# Led Ufo Grow Light



## CoolGuy (Jun 4, 2008)

has anyone used this before? they say it works as well as a 400w hps/mh system but only uses 90w and it covers a 3'x3' area. 

ive been wanting to get a hps/mh system for a while but money is a little tight. but thanks to bush...i should be getting that check soon which would fit nice with getting one of these. these sound promesing but i am still a little sceptical. i tried searching the board for led's and nothing ever came up in the search.

any thoughts?

http://www.htgsupply.com/viewproduct.asp?productID=52466


----------



## The Hemp Goddess (Jun 5, 2008)

CoolGuy said:
			
		

> has anyone used this before? they say it works as well as a 400w hps/mh system but only uses 90w and it covers a 3'x3' area.
> 
> ive been wanting to get a hps/mh system for a while but money is a little tight. but thanks to bush...i should be getting that check soon which would fit nice with getting one of these. these sound promesing but i am still a little sceptical. i tried searching the board for led's and nothing ever came up in the search.
> 
> ...



I have not heard anything good about using LEDs for flowering.  It would be nice if there was a source to back up their claim that it has better growth rates than a HPS.  I think that we would all love to have a light that performed like a HPS, but at 75% less electricity consumption and far less heat, however...until I see some real grows fllowered under LEDs, I don't think I can be persuaded to part with $550.

I did a search on LEDs and had a lot of hits.  Try again.


----------



## Hick (Jun 5, 2008)

...mmm LED are improving in leaps 'n bounds, but to my knowledge, have nowhere near reached the performance of the HIDs. 
  Some "experienced" knowlegable growers have tried them. They 'suffice' for vegging, but have shown to be a miserable failure for flowering.


----------



## CoolGuy (Jun 5, 2008)

The Hemp Goddess said:
			
		

> I did a search on LEDs and had a lot of hits. Try again.


 
must be my pc 

hick, you wouldnt happen know no any particular setups these people were using...im trying to get an idea that maybe the first versions of these led lights wernt up to it where as this much higher watt will. and ya i wish their was more personal reviews on the product rather then the sames descriptions on everyone's site that sells it.


----------



## The Hemp Goddess (Jun 5, 2008)

CoolGuy said:
			
		

> must be my pc



No, I don't think that it is your computer.  The first time I did a search on LED (singular), nothing came up.  I then did a search on LEDs (plural) and got a lot of hits.  However many of these had the word LED (singular in the title rather than LEDs (plural).  So, a glitch somewhere, but I don't think it was with your computer.  (And I was relatively straight when I did the search).  So, maybe just keep trying.

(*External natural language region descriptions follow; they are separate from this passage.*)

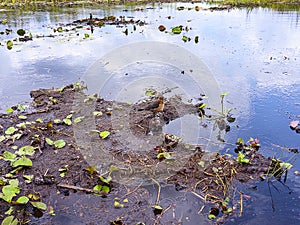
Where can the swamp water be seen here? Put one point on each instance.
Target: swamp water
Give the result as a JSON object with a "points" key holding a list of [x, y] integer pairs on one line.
{"points": [[253, 54]]}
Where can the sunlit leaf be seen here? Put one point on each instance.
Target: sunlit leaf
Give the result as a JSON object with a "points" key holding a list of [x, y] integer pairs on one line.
{"points": [[106, 180], [104, 134], [105, 189], [118, 204], [9, 110], [67, 121], [9, 44], [96, 113], [28, 178], [21, 32], [26, 150], [78, 119], [59, 143], [22, 162], [10, 130], [8, 156], [39, 120], [39, 205], [57, 121], [10, 220], [22, 200], [2, 138], [49, 141], [9, 211]]}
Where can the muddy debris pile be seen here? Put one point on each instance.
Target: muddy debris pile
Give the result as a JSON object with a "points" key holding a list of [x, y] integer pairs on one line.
{"points": [[47, 163]]}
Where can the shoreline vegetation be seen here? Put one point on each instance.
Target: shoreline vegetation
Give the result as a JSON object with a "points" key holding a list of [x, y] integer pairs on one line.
{"points": [[280, 5]]}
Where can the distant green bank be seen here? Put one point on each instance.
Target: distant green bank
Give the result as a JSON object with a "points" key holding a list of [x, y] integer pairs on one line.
{"points": [[276, 4]]}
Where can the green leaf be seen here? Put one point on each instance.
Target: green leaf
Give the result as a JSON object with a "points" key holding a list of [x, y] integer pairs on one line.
{"points": [[22, 200], [39, 120], [22, 162], [26, 150], [158, 207], [78, 119], [94, 132], [285, 165], [28, 178], [9, 110], [8, 156], [59, 143], [211, 216], [57, 121], [21, 32], [10, 220], [224, 94], [49, 141], [2, 138], [10, 130], [9, 44], [106, 180], [22, 117], [96, 113], [67, 121], [176, 30], [104, 134], [9, 211], [105, 189], [39, 205]]}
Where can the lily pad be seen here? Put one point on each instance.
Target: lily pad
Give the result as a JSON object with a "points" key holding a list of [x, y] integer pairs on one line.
{"points": [[10, 130], [104, 134], [21, 32], [59, 143], [22, 200], [39, 205], [22, 162]]}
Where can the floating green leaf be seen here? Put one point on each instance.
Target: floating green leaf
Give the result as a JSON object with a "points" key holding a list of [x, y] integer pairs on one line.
{"points": [[22, 162], [8, 156], [104, 134], [59, 29], [22, 200], [9, 44], [67, 121], [39, 120], [28, 178], [10, 130], [59, 143], [56, 121], [9, 211], [106, 180], [39, 205], [9, 191], [241, 158], [26, 150], [96, 113], [63, 171], [49, 141], [2, 138], [21, 32], [78, 119], [9, 110], [10, 220]]}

Wow, there is a rather large spider crawling across my computer screen--wait, now it stopped.  Startled me at first....It's still there...


----------



## Hick (Jun 6, 2008)

http://www.marijuanapassion.com/forum/search.php?searchid=360726
LEDs search results...


----------



## snuggles (Jun 6, 2008)

Yeah I agree with with the others, I have yet to see a good grow with LEDs. But I have heard they are great for supplemental light. If you are gonna spend that kind of money on LEDS it's gonna be a waste IMO. Get your HID light, and if you are using the same budget you could get some nice lights that's for sure. Don't waste that kind of money.


----------



## CoolGuy (Jun 6, 2008)

i was more or less looking at an ebay auctions that ended earlier today which went for 380.00. i wasnt seeing enough good comments on it so i desided not to bid for it.


----------



## Tater (Jun 7, 2008)

I say go for it ;p  We need early adopters and guinea pigs.  Someone has to be the one to try it first.  But if that is all the money you have I would go with what is known to work.  Experiment when you have the funds to experiment.


----------



## SpartanBlunts (Jun 7, 2008)

This guy put his led 60 watt grow on youtube http://youtube.com/watch?v=b7Weu61rrBk

okay decent buds imo


----------



## xxxeaglepilot (Jun 18, 2008)

Any one know of a good outlet (cheep) lighting web site? the leds are interesting but???. any help appreciated!


----------



## slowmo77 (Jun 18, 2008)

i read an artical in high times about LEDs it was a two month in depth study and it wasn't real clear what the out come was.. one grow did well then one wouldn't so who knows for sure. if they could ever get it worked out they would be nice to have.. you'd be able to hit the best light spectrum for both veg and flower. but not cost effective at all. i guess im gonna brake down and install my HPS this weekend.


----------



## xxxeaglepilot (Jun 19, 2008)

I figured Id let the $$$ people try them til perfection. then its my turn. to the light store i do go.


----------